Nascono così spazi dedicati e specializzati per i bambini: la cameretta in casa, il giardinetto fuori; e poi il nido, le colonie, la ludoteca. Ma al bambino non piace stare nella sua cameretta, preferisce stare in cucina a “dar fastidio” alla mamma, così come non gli piace il giardinetto dove si possono fare solo i giochi previsti e dove bisogna andare accompagnati dagli adulti. Sono spazi che rispondono più alle esigenze di sicurezza e di tutela degli adulti che ai bisogni del bambino. Sempre meno bambini vanno a scuola da soli, possono attraversare la strada, recarsi da soli nei luoghi di svago. Queste operazioni semplici vengono vissute sempre con l’accompagnamento e la responsabilità dell’adulto.

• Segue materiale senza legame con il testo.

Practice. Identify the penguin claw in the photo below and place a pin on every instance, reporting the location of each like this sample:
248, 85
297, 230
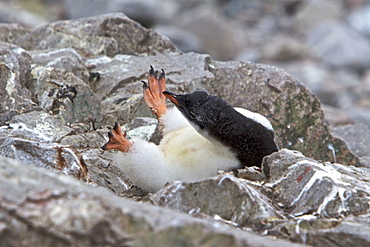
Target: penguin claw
152, 92
117, 140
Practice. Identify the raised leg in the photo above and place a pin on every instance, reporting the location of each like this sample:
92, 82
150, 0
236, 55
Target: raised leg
117, 140
152, 92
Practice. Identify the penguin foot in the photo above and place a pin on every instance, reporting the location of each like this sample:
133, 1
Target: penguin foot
117, 140
152, 92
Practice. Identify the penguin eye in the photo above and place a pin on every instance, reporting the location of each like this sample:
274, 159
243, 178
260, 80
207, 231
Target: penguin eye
191, 113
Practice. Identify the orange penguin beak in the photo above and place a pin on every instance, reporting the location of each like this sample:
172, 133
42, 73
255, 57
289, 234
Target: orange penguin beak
171, 96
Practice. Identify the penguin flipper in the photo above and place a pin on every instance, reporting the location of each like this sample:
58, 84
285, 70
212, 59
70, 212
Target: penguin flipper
117, 140
152, 92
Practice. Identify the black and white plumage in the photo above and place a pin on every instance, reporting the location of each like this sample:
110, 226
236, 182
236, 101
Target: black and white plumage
248, 134
201, 136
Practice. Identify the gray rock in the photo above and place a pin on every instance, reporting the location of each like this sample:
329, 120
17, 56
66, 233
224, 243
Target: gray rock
52, 156
103, 35
36, 126
302, 186
330, 37
293, 110
232, 199
15, 71
64, 95
10, 32
118, 83
360, 20
68, 212
352, 231
357, 138
67, 59
313, 12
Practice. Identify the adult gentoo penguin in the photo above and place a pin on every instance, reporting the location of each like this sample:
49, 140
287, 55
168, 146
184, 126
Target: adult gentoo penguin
202, 134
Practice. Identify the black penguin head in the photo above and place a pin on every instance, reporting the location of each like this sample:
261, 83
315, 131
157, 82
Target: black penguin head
192, 106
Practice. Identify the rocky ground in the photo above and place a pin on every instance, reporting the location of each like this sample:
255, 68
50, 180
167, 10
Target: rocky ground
64, 82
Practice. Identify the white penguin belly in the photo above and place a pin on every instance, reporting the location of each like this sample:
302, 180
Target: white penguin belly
189, 156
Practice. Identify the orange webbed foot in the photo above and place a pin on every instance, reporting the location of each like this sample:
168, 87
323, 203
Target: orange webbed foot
117, 140
152, 92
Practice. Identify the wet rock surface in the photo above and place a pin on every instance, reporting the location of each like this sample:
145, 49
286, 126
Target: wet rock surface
64, 84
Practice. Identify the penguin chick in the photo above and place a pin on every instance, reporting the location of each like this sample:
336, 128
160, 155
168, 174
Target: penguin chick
190, 149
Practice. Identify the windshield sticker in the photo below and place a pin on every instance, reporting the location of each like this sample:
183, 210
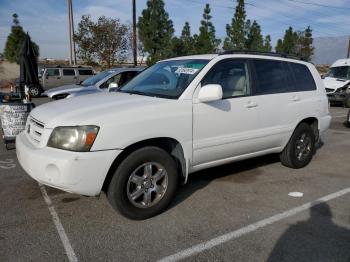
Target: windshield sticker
187, 71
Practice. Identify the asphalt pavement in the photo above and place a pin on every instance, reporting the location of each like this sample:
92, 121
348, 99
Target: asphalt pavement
237, 212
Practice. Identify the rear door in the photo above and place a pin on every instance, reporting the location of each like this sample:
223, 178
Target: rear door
52, 78
228, 127
69, 76
279, 104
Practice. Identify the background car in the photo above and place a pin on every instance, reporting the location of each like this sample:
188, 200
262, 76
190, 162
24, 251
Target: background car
102, 82
337, 81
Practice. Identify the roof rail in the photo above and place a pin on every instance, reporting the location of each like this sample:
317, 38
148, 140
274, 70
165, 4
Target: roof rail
252, 52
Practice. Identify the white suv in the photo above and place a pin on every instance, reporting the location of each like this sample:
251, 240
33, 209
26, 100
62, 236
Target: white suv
177, 117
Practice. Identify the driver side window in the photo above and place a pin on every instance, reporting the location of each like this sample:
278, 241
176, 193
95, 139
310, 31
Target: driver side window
232, 75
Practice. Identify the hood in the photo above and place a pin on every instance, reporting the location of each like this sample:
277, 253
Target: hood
334, 83
64, 89
91, 109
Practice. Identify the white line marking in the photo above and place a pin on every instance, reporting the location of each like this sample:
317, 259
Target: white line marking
56, 220
250, 228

Francesco Tonucci, conosciuto anche con lo pseudonimo di “Frato”, (impiegato nei suoi lavori di satira) è un filosofo, uno psicologo e un disegnatore. È autore di numerosi libri sul ruolo dei bambini nel dell’ecosistema urbano, come “La città dei bambini” e “Se i bambini dicono: adesso basta!”, entrambi editi da Laterza. Si è laureato in Pedagogia all’Università Cattolica di Milano. Dopo la laurea ha lavorato come maestro elementare, e nel 1966 è entrato come ricercatore all’Istituto di Psicologia del Consiglio Nazionale delle Ricerche (CNR). Nel 1982 è diventato responsabile del reparto di Psicopedagogia dell’Istituto, dove ha iniziato un programma di educazione ambientale (ANDREA-Archivio Nazionale di Documentazione e Ricerca sull’Educazione Ambientale) che prevede una banca dati per i bambini, un database che verrà riempito dai bambini. Nel 1991 ha avviato nella città di Fano “La città dei bambini”, un progetto per ripensare alle nostre città a partendo dai bambini. Il progetto ha avuto molto successo e diffuso in oltre 40 città nel mondo. Sempre nel 1991 è stato nominato presidente del “Comitato Italiano per la televisione e Bambini. Ha contribuito alla nascita alla Città della Scienza di Napoli e al “Il Museo dei bambini” di Roma . È stato nominato professore honoris causa della Facoltà di Scienze dell’Educazione presso l’ Università Cattolica di Lima (Peru).
Nel sito internet de “La città dei bambini” è possibile scaricare alcuni testi che illustrano, metodo, teorie e pratiche del progetto.